E sinceramente, ele se perguntava se queria saber se elas existiam e quais eram.

De qualquer forma, a opção sexo já estava riscada da sua lista de opções. Com Mashiro sem se lembrar de quem ele era, as chances de que os dois pudessem se envolver fisicamente nos próximos três dias eram nulas. E ele certamente não se considerava desesperado ao ponto de pagar por uma visita ao Distrito da Luz Vermelha.

"E?" demandou, já perdendo a paciência. Pensar em Mashiro fez com que sua cabeça latejasse. Para não mencionar os demais efeitos dos quais ele já vinha sofrendo desde a noite passada. Apagou o cigarro na palma da mão sem muita cerimônia e se preocupou em acender outro, "Qual a outra providência?"

"Dar vazão à violência."

Ótimo.

Exatamente o que ele planejava fazer.

"Onde fica essa casa de lutas?"

"Rin-sama, eu devo adverti-lo de—

Kensei respirou pesadamente.

Não se lembrava de Ukitake ser tão insuportável dessa forma. Ou tão intrometido.

"Eu não preciso de ouvir mais nada. O endereço. Anda logo."

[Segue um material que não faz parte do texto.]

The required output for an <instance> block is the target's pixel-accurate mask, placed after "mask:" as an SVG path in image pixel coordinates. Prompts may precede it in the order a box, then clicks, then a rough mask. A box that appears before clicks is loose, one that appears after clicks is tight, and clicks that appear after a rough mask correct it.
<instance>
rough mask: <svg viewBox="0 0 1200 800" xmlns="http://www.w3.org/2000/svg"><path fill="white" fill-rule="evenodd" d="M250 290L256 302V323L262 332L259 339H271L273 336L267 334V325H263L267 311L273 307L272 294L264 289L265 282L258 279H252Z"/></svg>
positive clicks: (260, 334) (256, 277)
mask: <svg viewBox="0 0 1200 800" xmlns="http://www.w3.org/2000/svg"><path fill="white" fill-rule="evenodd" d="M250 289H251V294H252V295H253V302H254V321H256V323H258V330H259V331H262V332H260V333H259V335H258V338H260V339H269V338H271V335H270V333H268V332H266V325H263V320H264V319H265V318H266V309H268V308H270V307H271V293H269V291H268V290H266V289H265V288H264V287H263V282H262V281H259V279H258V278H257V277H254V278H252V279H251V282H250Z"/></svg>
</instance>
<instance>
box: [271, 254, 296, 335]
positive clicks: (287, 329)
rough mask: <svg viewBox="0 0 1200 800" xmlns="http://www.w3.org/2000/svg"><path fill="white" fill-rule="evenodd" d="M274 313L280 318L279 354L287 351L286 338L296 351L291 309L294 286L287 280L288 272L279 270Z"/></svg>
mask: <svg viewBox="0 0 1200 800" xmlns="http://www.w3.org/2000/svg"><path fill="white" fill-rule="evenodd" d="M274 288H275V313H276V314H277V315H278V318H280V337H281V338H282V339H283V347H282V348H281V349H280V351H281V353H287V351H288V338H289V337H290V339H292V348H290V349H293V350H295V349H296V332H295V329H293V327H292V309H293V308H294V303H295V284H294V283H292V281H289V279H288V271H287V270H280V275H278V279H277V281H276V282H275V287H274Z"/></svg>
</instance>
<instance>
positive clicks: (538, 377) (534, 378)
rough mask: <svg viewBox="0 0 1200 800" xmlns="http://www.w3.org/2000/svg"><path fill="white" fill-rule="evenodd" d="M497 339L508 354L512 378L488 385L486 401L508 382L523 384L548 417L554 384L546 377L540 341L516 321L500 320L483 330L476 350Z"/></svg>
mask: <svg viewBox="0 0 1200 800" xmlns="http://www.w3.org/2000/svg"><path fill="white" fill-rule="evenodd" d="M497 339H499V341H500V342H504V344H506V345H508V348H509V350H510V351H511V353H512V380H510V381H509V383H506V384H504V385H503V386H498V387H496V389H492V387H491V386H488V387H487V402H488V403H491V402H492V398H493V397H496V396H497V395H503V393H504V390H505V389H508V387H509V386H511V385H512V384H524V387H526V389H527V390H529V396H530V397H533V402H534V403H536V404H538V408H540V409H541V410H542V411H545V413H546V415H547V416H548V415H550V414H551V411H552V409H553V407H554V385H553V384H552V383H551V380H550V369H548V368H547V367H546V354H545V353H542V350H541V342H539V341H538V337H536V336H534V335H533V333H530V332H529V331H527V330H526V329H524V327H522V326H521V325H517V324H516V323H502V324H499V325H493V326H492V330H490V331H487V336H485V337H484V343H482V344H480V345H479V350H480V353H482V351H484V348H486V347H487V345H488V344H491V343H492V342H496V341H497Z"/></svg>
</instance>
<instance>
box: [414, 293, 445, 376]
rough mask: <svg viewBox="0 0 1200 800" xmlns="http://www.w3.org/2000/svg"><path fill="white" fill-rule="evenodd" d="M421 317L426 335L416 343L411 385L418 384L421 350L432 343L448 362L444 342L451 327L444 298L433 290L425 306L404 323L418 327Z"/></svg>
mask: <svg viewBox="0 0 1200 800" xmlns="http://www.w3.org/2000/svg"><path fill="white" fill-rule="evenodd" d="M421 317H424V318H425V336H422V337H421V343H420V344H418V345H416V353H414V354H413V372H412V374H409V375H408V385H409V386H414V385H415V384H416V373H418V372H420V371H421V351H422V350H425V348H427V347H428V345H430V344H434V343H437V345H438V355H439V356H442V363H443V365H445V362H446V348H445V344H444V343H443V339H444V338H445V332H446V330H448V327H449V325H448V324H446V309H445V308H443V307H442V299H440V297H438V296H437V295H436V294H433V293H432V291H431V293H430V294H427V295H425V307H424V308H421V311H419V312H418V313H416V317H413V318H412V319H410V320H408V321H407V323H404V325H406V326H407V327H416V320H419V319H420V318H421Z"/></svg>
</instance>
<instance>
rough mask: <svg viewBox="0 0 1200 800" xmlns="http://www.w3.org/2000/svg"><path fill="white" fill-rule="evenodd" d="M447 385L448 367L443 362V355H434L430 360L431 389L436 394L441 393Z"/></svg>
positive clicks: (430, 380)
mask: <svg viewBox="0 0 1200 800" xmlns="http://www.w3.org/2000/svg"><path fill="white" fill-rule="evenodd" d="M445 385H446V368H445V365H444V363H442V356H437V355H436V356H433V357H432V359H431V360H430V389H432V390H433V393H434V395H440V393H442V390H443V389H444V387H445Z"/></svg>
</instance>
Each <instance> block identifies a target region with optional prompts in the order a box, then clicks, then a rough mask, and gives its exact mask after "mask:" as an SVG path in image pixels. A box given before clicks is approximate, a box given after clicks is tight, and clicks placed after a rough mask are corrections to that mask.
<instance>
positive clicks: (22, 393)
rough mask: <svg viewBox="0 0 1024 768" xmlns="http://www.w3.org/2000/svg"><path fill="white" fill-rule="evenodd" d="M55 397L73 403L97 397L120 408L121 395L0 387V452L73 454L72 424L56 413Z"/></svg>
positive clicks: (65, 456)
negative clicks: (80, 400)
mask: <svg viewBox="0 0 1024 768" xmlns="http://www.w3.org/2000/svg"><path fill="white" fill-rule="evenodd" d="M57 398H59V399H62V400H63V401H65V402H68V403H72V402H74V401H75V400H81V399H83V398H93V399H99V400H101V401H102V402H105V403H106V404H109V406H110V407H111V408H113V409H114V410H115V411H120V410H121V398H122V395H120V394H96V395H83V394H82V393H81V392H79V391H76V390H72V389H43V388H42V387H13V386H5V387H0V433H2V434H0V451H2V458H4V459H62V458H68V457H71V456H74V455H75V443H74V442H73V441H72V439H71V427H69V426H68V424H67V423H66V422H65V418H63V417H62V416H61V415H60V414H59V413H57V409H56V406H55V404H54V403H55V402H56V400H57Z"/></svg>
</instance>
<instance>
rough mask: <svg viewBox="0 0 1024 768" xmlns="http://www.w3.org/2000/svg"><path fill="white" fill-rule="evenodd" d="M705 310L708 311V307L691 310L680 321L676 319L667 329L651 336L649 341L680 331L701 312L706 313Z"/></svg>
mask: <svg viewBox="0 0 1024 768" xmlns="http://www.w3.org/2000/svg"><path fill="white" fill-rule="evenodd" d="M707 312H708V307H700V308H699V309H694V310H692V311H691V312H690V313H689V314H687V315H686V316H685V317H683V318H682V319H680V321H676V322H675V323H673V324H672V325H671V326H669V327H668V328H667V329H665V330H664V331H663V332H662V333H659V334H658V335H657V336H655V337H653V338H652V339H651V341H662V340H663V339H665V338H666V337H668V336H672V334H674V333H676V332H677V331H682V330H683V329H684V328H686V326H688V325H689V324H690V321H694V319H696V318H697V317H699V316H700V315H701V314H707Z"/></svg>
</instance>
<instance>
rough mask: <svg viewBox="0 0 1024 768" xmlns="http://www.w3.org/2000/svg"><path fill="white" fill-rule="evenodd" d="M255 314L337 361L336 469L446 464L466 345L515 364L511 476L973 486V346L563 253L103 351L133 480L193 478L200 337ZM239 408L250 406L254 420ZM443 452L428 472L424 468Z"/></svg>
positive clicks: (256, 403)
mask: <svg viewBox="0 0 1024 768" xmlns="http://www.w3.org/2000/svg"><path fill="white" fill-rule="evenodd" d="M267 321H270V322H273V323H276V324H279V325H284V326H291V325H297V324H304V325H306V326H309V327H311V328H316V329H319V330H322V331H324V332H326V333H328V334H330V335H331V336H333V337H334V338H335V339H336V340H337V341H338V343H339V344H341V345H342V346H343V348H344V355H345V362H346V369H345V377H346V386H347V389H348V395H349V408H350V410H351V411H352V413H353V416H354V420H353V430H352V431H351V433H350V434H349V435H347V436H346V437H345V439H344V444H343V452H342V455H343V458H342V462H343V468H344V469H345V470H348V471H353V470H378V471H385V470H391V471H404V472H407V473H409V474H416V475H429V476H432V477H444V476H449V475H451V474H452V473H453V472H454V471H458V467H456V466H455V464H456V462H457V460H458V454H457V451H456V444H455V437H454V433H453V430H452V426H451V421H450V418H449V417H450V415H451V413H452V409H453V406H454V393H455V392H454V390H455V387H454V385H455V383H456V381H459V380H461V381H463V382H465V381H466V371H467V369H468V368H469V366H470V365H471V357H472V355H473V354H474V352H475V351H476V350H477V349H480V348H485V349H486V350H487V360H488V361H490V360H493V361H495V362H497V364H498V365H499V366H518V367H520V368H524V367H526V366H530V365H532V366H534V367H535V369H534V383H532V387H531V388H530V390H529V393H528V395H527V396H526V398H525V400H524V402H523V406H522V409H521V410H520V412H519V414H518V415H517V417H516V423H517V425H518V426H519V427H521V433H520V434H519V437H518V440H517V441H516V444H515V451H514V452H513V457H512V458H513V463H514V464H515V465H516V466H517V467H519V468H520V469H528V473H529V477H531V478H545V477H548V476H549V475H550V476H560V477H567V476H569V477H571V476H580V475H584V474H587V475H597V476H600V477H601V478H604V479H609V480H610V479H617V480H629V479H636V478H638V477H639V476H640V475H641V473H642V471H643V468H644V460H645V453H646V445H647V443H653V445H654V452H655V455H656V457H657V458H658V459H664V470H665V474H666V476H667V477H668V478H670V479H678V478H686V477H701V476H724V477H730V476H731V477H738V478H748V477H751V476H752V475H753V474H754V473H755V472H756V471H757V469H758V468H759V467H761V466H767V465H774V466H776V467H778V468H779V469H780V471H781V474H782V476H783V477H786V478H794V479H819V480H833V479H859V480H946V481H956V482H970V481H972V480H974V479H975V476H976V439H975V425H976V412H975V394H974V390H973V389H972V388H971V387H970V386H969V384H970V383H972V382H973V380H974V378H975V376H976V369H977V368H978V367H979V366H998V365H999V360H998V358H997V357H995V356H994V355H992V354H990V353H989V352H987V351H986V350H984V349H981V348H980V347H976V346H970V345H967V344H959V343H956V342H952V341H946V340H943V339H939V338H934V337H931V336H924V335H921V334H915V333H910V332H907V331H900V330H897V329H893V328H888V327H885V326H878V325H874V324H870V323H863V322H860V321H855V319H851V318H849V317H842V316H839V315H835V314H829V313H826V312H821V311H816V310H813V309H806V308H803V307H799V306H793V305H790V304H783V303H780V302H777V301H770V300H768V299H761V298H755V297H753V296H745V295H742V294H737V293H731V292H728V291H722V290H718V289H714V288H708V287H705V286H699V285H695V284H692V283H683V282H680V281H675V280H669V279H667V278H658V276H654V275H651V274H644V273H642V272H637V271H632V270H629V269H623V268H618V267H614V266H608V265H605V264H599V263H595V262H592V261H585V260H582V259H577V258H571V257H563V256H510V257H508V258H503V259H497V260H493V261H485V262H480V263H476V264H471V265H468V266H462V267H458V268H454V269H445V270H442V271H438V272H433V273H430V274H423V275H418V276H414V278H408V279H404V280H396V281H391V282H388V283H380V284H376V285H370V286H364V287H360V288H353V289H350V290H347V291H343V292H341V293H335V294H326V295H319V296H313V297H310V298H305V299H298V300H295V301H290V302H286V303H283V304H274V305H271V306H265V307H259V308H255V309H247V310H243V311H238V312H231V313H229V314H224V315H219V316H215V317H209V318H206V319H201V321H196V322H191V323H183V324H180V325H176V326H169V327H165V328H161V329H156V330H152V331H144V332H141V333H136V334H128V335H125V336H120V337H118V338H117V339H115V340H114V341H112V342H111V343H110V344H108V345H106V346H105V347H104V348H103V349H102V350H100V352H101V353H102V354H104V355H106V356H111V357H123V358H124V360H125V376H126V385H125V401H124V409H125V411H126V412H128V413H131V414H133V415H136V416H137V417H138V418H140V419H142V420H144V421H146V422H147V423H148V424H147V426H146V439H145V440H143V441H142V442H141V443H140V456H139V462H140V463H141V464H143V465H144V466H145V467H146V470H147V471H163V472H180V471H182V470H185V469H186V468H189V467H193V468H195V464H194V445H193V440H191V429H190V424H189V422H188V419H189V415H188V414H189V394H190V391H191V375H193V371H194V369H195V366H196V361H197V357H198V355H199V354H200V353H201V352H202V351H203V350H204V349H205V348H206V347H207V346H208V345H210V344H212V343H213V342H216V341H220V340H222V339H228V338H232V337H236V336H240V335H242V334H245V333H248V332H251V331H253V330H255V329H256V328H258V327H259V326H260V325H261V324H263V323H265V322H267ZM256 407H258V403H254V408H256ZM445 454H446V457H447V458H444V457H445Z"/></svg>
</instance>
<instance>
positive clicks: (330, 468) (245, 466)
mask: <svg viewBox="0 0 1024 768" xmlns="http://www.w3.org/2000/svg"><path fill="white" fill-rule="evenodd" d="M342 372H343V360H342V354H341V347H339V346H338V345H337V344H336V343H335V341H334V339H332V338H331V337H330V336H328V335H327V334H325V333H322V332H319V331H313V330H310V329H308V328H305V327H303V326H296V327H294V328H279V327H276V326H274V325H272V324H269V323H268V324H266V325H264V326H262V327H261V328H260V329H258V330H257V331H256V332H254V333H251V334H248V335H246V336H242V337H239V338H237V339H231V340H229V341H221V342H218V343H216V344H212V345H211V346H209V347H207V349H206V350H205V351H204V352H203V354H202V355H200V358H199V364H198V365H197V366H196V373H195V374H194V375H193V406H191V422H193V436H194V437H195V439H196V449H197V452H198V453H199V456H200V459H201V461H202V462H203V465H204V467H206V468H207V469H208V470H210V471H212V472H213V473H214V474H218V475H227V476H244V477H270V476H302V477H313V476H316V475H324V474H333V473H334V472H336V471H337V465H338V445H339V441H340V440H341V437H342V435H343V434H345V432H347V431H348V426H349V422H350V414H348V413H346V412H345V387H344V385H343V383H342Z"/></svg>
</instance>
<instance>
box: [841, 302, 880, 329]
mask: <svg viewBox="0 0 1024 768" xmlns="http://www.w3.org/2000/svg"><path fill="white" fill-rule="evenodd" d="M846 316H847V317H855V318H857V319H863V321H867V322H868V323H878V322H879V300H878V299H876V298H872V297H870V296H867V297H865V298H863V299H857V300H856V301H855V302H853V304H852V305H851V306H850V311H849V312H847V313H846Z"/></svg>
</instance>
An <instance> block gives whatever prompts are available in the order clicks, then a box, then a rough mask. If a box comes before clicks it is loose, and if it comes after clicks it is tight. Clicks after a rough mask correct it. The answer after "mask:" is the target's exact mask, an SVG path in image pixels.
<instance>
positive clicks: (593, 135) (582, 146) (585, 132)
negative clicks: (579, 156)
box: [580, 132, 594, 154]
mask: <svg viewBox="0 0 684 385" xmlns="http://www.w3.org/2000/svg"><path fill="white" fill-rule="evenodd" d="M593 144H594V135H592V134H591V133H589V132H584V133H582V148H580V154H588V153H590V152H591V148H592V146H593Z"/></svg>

Se a inteligência artificial ficou chateada por suas palavras ríspidas, nada foi demonstrado em sua face. Mas o sorriso esboçado na face holográfica certamente era parecido com o do antigo Capitão.

"Distrito 80, localizado na Zona Norte de Edo."

Na falta de qualquer lugar para anotar o endereço completo, Kensei fez questão de repetir palavra por palavra em voz alta e depois mais uma vez silenciosamente, até que o decorasse enquanto caminhava em direção à saída do Ryokan.

Ukitake o acompanhou em silêncio, braços cruzados na altura do peito e mãos escondidas sob as mangas do tradicional quimono que trajava.

"No que mais posso servi-lo, Rin-sama?"

Ele demorou para responder, observando os carros e autotáxis percorrerem a via aérea do céu nublado de Edo. Antes que um dos autotáxis alcançasse o solo e se aproximasse, Kensei encarou Ukitake por cima do ombro e comentou, "Aliás, o nome é Kensei. Muguruma Kensei."